3.2 Image Denoising Noise occurs due to various reasons during the preparation of blood films under light microscopy. Due to this reason, several approaches have been developed and implemented on blood smears in the diagnosis of malaria. This study considers a modified k-SVD algorithm by adaptation of overcomplete dictionary learning [27] proposed by the same author for noise elimination in microscopic blood images using denoising phenomena. This technique performs with less computational speed and lower complexity. The denoised results are shown in Fig. 2a–d.

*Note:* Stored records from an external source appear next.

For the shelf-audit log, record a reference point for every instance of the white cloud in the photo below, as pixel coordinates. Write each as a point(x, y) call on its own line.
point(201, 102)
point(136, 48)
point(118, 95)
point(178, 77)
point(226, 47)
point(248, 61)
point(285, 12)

3.3 Cell Segmentation Microscopic blood image consists of four different types of cells such as Leukocytes, Erythrocytes Platelets, and Plasmas. In addition, segmentation of individual blood cells for identification of parasite and its shape. In this research, Segmentation method by utilizing Einstein t-conorm and a novel fuzzy type membership function [28] utilized to the articulation of the infected blood cell region from microscopic images which is used to separate the infected parasites that gives accurate detection of cell shape and stages of malaria and it has been used for malaria diagnosis. This procedure achieved the DICE coefficient measure of 0.99%, SSIM similarity measure of 0.99% and NRMSE measure of 0.10%. Which concluded that the suggested segmentation method is a robust segmentation method. The developed segmentation algorithm is tested on various malaria test image datasets and segmented outcomes are shown in Fig. 3a–c. This technique has shown more robust segmentation approach with other techniques.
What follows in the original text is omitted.